We shambled along in silence for a minute, and then I whispered, “What do you think happened to her? Brazenose, I mean.”
Her eyes were huge as they swiveled toward me. “I can’t tell you,” she said. “So please stop asking me.”
This made no sense whatsoever. Scarlett had been happy enough to prattle on at the camp about her recent nighttime sighting of a girl who had supposedly vanished two years ago, but was now unwilling to hazard a guess as to why.
What—or whom—could she be afraid of?
I had no choice but to lay all my cards on the table. It was risky, but there was no other way. It was my duty.
Aunt Felicity had more than once lectured me on my inherited duty.
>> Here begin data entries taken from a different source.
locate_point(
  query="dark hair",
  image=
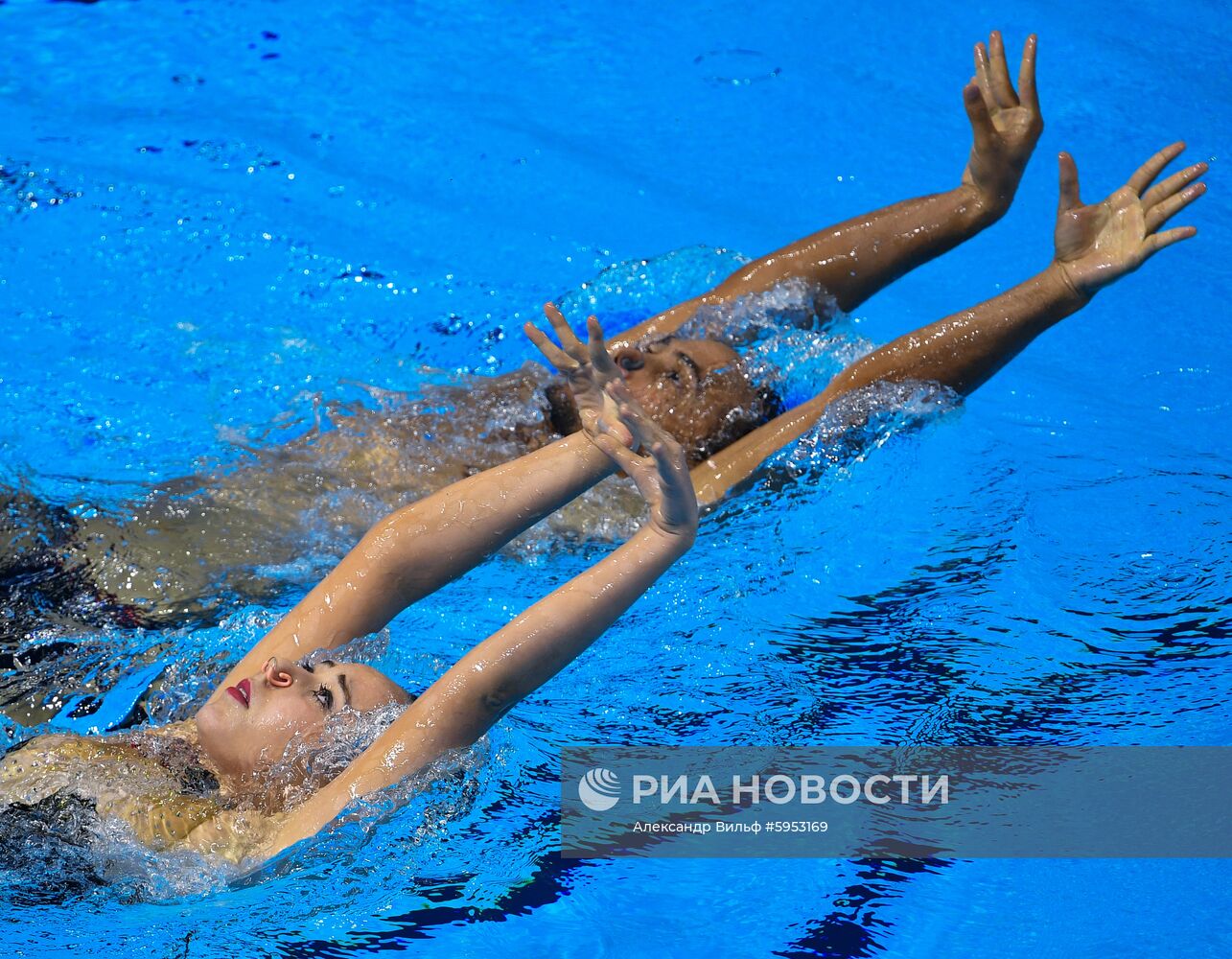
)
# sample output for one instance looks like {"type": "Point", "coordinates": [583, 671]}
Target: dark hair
{"type": "Point", "coordinates": [740, 422]}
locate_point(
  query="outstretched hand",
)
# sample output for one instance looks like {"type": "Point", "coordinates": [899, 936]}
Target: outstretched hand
{"type": "Point", "coordinates": [1099, 243]}
{"type": "Point", "coordinates": [1007, 125]}
{"type": "Point", "coordinates": [662, 478]}
{"type": "Point", "coordinates": [587, 367]}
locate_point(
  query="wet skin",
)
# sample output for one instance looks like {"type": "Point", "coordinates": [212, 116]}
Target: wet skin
{"type": "Point", "coordinates": [688, 387]}
{"type": "Point", "coordinates": [246, 729]}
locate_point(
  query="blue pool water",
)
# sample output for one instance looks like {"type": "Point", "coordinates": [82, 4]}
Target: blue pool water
{"type": "Point", "coordinates": [225, 223]}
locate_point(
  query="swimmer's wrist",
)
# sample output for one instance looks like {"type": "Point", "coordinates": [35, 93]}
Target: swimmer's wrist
{"type": "Point", "coordinates": [1068, 289]}
{"type": "Point", "coordinates": [982, 207]}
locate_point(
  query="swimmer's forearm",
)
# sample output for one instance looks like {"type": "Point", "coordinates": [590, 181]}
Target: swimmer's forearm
{"type": "Point", "coordinates": [485, 683]}
{"type": "Point", "coordinates": [960, 351]}
{"type": "Point", "coordinates": [964, 350]}
{"type": "Point", "coordinates": [420, 548]}
{"type": "Point", "coordinates": [534, 647]}
{"type": "Point", "coordinates": [855, 259]}
{"type": "Point", "coordinates": [850, 260]}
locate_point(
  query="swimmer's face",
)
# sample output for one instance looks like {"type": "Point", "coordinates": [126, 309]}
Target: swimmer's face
{"type": "Point", "coordinates": [688, 387]}
{"type": "Point", "coordinates": [247, 729]}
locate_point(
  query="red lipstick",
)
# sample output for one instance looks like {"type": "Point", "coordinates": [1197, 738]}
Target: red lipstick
{"type": "Point", "coordinates": [243, 693]}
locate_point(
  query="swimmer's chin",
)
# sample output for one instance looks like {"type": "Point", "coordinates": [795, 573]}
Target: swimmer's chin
{"type": "Point", "coordinates": [562, 410]}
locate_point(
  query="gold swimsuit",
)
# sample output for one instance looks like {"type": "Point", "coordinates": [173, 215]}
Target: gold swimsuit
{"type": "Point", "coordinates": [117, 776]}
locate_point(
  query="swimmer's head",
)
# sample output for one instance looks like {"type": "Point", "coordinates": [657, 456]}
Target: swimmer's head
{"type": "Point", "coordinates": [288, 713]}
{"type": "Point", "coordinates": [696, 389]}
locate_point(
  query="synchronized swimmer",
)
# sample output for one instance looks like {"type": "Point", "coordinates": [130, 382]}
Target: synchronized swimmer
{"type": "Point", "coordinates": [680, 418]}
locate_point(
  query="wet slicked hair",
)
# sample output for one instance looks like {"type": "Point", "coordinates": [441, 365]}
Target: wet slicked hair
{"type": "Point", "coordinates": [740, 422]}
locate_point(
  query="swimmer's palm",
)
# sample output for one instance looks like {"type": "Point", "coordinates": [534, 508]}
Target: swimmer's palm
{"type": "Point", "coordinates": [1101, 243]}
{"type": "Point", "coordinates": [588, 367]}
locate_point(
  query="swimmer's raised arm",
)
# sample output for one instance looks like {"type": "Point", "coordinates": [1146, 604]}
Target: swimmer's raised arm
{"type": "Point", "coordinates": [459, 707]}
{"type": "Point", "coordinates": [420, 548]}
{"type": "Point", "coordinates": [1094, 246]}
{"type": "Point", "coordinates": [855, 259]}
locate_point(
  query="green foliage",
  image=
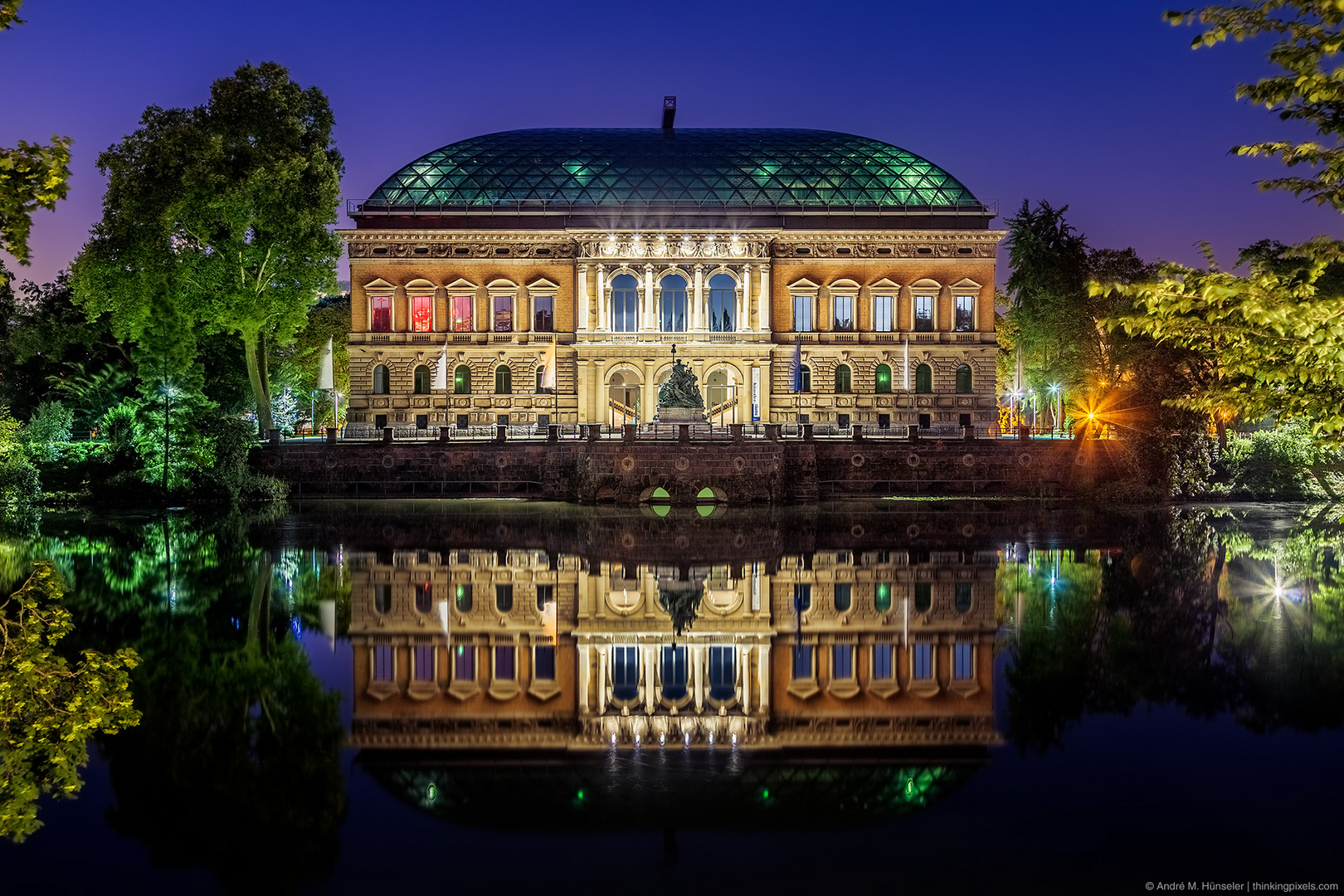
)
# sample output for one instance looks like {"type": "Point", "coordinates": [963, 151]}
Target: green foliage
{"type": "Point", "coordinates": [47, 430]}
{"type": "Point", "coordinates": [1309, 37]}
{"type": "Point", "coordinates": [47, 709]}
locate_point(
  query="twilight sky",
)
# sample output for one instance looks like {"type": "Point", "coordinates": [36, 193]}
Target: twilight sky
{"type": "Point", "coordinates": [1097, 105]}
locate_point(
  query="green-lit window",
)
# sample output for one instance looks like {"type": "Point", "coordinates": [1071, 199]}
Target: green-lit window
{"type": "Point", "coordinates": [882, 381]}
{"type": "Point", "coordinates": [923, 379]}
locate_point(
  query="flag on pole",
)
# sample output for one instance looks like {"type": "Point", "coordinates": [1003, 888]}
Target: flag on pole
{"type": "Point", "coordinates": [441, 373]}
{"type": "Point", "coordinates": [325, 379]}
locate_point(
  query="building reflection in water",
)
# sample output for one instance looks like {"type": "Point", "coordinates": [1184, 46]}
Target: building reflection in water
{"type": "Point", "coordinates": [858, 683]}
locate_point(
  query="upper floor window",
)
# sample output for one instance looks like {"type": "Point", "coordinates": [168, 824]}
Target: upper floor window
{"type": "Point", "coordinates": [722, 303]}
{"type": "Point", "coordinates": [964, 381]}
{"type": "Point", "coordinates": [923, 381]}
{"type": "Point", "coordinates": [882, 314]}
{"type": "Point", "coordinates": [463, 314]}
{"type": "Point", "coordinates": [802, 314]}
{"type": "Point", "coordinates": [503, 314]}
{"type": "Point", "coordinates": [845, 314]}
{"type": "Point", "coordinates": [626, 304]}
{"type": "Point", "coordinates": [422, 314]}
{"type": "Point", "coordinates": [965, 316]}
{"type": "Point", "coordinates": [882, 381]}
{"type": "Point", "coordinates": [923, 314]}
{"type": "Point", "coordinates": [672, 304]}
{"type": "Point", "coordinates": [543, 314]}
{"type": "Point", "coordinates": [382, 314]}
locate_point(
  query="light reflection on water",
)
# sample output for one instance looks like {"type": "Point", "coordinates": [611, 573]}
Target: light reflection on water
{"type": "Point", "coordinates": [518, 666]}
“Your duty will become as clear to you as if it were a white line painted down the middle of the road,” she had said. “You must follow it, Flavia.”
The words of my aged aunt echoed as clearly in my ears as if she were walking along beside me.
“Even when it leads to murder?” I had asked her.
“Even when it leads to murder.”
Well, it had led to murder, hadn’t it? That charred, decapitated wretch, whoever she might have been, who had plummeted down the chimney and rolled across the floor of Edith Cavell, was certainly not a suicide.
I took a deep breath, leaned toward Scarlett, and whispered into her ear. “And have you, also, acquired a taste for pheasant sandwiches?”
The effect upon Amelia Scarlett was shocking. The color drained from her face as if a tap had been opened somewhere. She stopped dead in her tracks—so suddenly that Fabian, who had been walking directly behind, smashed into her, fell to her knees, and, seeing that she had ripped one of her stockings, let loose a word that is not supposed to be known to the girls of Miss Bodycote’s Female Academy.